Golden State Warriors v Los Angeles Lakers Photo by Michael Reaves/Getty Images

One of the biggest surprises of free agency and the Nets “clean sweep” was the double sign-and-trade that officially brought Kevin Durant —and a top-20 protected first rounder next June — to Brooklyn and sent D’Angelo Russell to Golden State.

At Warriors Media Day Monday, Golden State GM Bob Myers elaborated on how it all came together, talking with the Bay Area’s 95.7 The Game. Once KD made it known he was headed to Brooklyn, things happened fast. Myers wanted something out of losing one of the game’s great players. Russell was his target.

“So for that to happen, obviously one thing, Kevin has to leave. Two, you got to get Brooklyn to cooperate and Kevin to cooperate in a four-hour window of time. You need D’Angelo to say, ‘Yeah, I’ll come.” He had other offers. A lot of times that’s like a three-team trade, they just don’t happen.

”Somebody in that equation goes, ‘I don’t want to deal with this.’ Because no one really had to -- well, Brooklyn didn’t have to do it and Kevin didn’t have to do it. So when you have a situation like that and you are trying to hold all these things up, it’s very easy for somebody to say, ‘I’m tired of this, why would I do this?’

“The hardest part, to be honest, was [Russell] wanting to come. Not knowing that. For his situation, once Kyrie and Kevin said they were going there, he knew that his days there were done. So he was probably looking around the league, for him to say, ‘I want to go play there.’ That’s flattering for our organization.”

So how did the Warriors get the Nets and KD to agree? The story, as related by Myers, didn’t end there, as ESPN’s Brian Windhorst reported back in July. Durant demanded Golden State include the first rounder in the sign-and-trade.

Golden State had to include a first-round pick before Durant would agree to sign off. The Warriors begrudgingly gave it up and did so with a heavy condition: If the pick falls within the top 20 next year, they don’t have to send it, and instead will only give Brooklyn a second-round pick ... in six years. It’s one of the most unusual pick protections the NBA has seen recently.

And that’s not all. The Nets, knowing they had Durant’s support and needing a certain configuration to maximize the cap space, played hardball with Golden State.
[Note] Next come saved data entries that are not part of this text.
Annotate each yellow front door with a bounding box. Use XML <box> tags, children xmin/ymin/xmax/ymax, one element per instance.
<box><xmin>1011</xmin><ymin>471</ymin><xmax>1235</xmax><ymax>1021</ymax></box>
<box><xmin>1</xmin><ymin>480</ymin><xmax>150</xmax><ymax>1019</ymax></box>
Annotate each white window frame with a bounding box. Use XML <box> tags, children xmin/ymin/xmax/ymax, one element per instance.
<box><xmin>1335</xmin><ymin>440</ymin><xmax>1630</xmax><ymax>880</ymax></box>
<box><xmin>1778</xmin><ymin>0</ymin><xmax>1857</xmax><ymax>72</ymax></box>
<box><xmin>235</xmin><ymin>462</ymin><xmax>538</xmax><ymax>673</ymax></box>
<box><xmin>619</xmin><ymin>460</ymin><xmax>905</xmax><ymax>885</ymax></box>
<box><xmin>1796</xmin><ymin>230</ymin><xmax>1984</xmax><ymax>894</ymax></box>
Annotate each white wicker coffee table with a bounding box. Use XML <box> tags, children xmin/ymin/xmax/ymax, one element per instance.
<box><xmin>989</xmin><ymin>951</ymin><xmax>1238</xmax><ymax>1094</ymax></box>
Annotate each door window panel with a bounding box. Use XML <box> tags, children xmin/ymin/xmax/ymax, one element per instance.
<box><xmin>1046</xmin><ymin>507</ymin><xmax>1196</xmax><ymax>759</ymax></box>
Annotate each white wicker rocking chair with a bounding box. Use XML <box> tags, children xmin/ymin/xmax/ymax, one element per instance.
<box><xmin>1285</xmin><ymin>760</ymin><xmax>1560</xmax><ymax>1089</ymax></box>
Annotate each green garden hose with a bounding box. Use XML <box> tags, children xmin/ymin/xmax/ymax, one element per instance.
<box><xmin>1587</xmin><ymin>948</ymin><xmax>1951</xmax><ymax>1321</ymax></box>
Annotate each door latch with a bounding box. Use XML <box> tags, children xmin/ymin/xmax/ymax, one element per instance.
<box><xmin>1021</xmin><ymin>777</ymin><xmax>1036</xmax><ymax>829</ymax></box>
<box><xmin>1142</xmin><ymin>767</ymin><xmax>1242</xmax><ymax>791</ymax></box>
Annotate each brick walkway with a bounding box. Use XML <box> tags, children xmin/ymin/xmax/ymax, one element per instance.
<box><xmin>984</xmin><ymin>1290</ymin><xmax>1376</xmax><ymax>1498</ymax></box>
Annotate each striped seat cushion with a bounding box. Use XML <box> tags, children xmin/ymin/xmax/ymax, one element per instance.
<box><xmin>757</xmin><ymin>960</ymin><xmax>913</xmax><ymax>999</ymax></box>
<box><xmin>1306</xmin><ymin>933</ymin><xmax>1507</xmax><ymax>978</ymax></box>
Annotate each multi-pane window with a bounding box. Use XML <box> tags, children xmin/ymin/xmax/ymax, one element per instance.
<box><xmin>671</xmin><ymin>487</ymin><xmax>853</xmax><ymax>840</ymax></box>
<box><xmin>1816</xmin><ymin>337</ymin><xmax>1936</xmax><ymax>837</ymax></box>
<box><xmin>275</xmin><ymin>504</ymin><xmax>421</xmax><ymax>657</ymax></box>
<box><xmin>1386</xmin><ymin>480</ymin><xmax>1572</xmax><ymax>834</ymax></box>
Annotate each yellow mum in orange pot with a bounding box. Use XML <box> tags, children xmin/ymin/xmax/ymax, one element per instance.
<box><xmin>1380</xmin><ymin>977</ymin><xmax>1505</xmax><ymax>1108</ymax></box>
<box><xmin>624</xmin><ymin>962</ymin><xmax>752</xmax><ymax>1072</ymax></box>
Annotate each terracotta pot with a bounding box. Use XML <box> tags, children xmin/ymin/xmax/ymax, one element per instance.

[T]he Nets requested that the Warriors take on two players, Shabazz Napier and Treveon Graham, to help clear extra space to sign DeAndre Jordan, who is friends with Durant and new teammate Kyrie Irving. Golden State had to turn around and pay Minnesota $3.6 million to take Napier and Graham off its books.

By doing the deal that way, the Nets also freed up space so they could sign second rounder Nicolas Claxton to a three-year, $4.2 million deal, all of it guaranteed. He will be a restricted free agent in 2022. If the overall deal hadn’t been constructed in that manner, Claxton would have had to settle for a two-year minimum deal worth about half what he got.

One other note about that (glorious) weekend that got lost in the Nets Media Day interviews. Kyrie Irving made it clear that the Nets addition of Garrett Temple was part of the KD-Kyrie overall plan. Irving said he recruited Temple, who had played for the Grizzlies and Clippers last season. In fact, Woj tweeted out that the Nets had signed Temple to the $10 million room exception a little more than an hour after reporting on the signings of KD, Kyrie and DeAndre Jordan.